New Insights into Deadly Fish Virus

Goldberg collects blood samples from trout collected by Wisconsin Department of Natural Resources staff members to test for emerging disease in the fish population. (Photo by Bryce Richter / UW-Madison)


Mussels are a vital part of any freshwater ecosystem, playing a part in water filtration, food webs, and habitat stabilization. However, mussel populations have been declining.

“Freshwater mussels are dying all over the world. We don’t know why,” says UW–Madison researcher Tony Goldberg, Ph.D., DVM, professor of Pathobiological Sciences in the School of Veterinary Medicine and John D. MacArthur Research Chair. “Let’s look and see if it’s infectious disease.”

This hunt led to a paper published three years ago, showcasing the first evidence of a possible infectious cause of mussel die-off. More recently, though, Goldberg and colleagues found another novel virus when researching mussels in Washington State, their research findings published in Journal of Virology earlier this month.

Goldberg and colleagues, including Emilie Blevins of the Xerces Society for Invertebrate Conservation, discovered a new rhabdovirus in Western Pearl Shell mussels. Although they suspect this virus is not responsible for mussel die-offs, the discovery sheds unexpected light on another group of viruses that infect fish.

Tony Goldberg, professor of pathobiological sciences in the UW School of Veterinary Medicine, and Emilie Blevins, senior endangered species conservation biologist for the Xerces Society, gearing up for a freshwater mussel survey on the Crooked River in Oregon’s Smith Rock State Park. Photo by Wendell Haag

Viruses in the Rhabdoviridae family infect a variety of animals, plants, fish, and fungi, impacting animal populations and agriculture.

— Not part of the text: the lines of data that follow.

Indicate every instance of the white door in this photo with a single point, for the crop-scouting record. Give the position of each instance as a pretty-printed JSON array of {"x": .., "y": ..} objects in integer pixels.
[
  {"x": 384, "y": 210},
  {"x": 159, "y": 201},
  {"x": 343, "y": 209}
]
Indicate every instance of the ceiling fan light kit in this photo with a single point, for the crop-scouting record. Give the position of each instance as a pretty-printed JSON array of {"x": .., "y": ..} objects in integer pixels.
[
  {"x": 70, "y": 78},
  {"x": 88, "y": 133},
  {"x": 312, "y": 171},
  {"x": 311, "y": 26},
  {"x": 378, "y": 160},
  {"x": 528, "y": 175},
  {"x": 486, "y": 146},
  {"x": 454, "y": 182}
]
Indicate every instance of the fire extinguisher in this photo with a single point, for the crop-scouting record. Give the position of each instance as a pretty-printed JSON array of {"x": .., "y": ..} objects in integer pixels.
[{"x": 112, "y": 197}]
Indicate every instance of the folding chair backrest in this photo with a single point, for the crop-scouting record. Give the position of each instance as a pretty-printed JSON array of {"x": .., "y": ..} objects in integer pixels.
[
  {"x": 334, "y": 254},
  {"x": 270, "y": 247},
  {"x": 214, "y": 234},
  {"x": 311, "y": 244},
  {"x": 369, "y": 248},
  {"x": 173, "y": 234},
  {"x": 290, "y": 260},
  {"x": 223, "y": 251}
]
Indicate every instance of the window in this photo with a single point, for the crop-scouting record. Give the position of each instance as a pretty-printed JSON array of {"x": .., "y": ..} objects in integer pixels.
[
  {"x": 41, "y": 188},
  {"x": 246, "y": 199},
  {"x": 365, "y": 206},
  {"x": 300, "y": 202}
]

The novirhabdoviruses, a distinct genus within the rhabdovirus family, all infect fish and have caused large fish kills around the world, including in Wisconsin.

Viral hemorrhagic septicemia virus (VHSV), which occurs in Wisconsin, is a deadly fish virus that caused large fish kills in 2005 and 2006 and continues to be a problem today. The virus, a part of the Novirhabdovirus genus, afflicts a variety of fish species, like walleye, muskies, and yellow perch, throughout the Great Lakes region.

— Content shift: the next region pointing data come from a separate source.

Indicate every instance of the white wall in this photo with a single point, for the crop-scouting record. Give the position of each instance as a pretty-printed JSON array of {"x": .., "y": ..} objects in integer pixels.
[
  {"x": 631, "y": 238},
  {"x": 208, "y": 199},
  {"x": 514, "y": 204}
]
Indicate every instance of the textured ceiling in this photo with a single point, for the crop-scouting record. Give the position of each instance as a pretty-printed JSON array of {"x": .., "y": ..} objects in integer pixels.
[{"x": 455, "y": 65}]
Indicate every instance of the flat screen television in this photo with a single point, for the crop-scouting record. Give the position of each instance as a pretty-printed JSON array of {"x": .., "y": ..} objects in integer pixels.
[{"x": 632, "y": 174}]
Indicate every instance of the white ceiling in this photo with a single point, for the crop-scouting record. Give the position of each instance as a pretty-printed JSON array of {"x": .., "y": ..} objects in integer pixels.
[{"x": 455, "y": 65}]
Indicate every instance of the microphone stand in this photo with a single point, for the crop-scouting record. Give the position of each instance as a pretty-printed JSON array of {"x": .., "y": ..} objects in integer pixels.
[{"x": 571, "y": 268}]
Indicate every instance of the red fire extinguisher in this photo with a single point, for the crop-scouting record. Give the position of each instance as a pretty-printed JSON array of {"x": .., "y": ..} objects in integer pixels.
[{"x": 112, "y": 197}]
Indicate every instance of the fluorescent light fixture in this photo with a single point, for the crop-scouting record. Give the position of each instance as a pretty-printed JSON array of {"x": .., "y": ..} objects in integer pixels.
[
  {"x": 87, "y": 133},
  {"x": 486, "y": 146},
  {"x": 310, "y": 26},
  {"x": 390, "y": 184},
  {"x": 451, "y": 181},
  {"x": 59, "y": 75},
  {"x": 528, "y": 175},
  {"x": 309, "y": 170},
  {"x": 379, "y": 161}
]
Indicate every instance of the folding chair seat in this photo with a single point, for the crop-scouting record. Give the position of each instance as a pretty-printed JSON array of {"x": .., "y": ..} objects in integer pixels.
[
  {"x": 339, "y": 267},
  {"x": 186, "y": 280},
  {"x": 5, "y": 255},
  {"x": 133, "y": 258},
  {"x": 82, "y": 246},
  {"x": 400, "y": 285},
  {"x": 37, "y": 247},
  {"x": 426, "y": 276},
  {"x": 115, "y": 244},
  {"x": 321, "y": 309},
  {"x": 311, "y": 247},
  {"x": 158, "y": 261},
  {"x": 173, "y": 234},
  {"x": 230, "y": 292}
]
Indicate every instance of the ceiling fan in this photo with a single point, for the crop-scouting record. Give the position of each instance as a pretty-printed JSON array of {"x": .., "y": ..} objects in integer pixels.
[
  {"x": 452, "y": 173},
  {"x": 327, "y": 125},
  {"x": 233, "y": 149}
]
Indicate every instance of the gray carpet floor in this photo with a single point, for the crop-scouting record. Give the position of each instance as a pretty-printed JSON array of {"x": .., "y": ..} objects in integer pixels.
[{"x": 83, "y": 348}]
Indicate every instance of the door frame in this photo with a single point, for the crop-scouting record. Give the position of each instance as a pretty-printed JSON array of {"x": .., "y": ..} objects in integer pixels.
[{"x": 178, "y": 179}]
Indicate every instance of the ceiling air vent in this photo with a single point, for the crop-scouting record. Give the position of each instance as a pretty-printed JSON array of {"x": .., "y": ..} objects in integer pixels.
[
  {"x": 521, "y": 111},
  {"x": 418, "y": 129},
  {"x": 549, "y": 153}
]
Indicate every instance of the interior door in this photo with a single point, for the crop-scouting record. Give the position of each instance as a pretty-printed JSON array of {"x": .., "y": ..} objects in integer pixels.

Novirhabdoviruses infect only fish and have, until now, existed alone with no close relatives, making these viruses difficult to study. However, Goldberg and colleagues discovered the first close relative of these viruses in mussels in Washington. They named the virus “chemarfal virus 1” to indicate its discovery in the Chehalis River in Margaritifera falcata, the western pearlshell mussel.

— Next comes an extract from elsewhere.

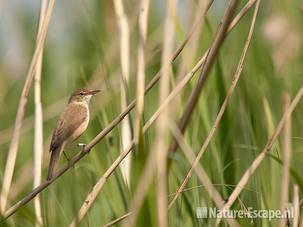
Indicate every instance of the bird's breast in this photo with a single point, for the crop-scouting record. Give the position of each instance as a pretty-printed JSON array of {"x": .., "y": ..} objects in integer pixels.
[{"x": 82, "y": 125}]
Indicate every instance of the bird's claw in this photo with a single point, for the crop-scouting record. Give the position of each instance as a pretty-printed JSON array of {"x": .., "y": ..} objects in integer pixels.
[{"x": 82, "y": 145}]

“We stumbled upon the closest relative of the novirhabdovirus when studying freshwater mussels,” Goldberg says. “It’s so close to these fish viruses that it could almost be considered a member of the same genus, but it has some significant differences in the way its genome is organized. With this new virus, Goldberg and colleagues can better understand how this particular branch of the rhabdovirus family tree evolved.

“You usually need some sort of comparison, but there never has been one,” Goldberg said. “We now have a near neighbor virus that we can use for comparison to understand other viruses we want to prevent or treat.”

They will also investigate how mussels contracted the virus. One hypothesis is from fish. “Baby mussels clamp on to the gills and fins of fish in order to disperse. They are in direct contact with the bloodstream of a fish for several weeks,” Goldberg says. “It is not a bad way to transmit a virus.”

– Britta Wellenstein

This article was featured in the Winter 2023-24 issue of On Call.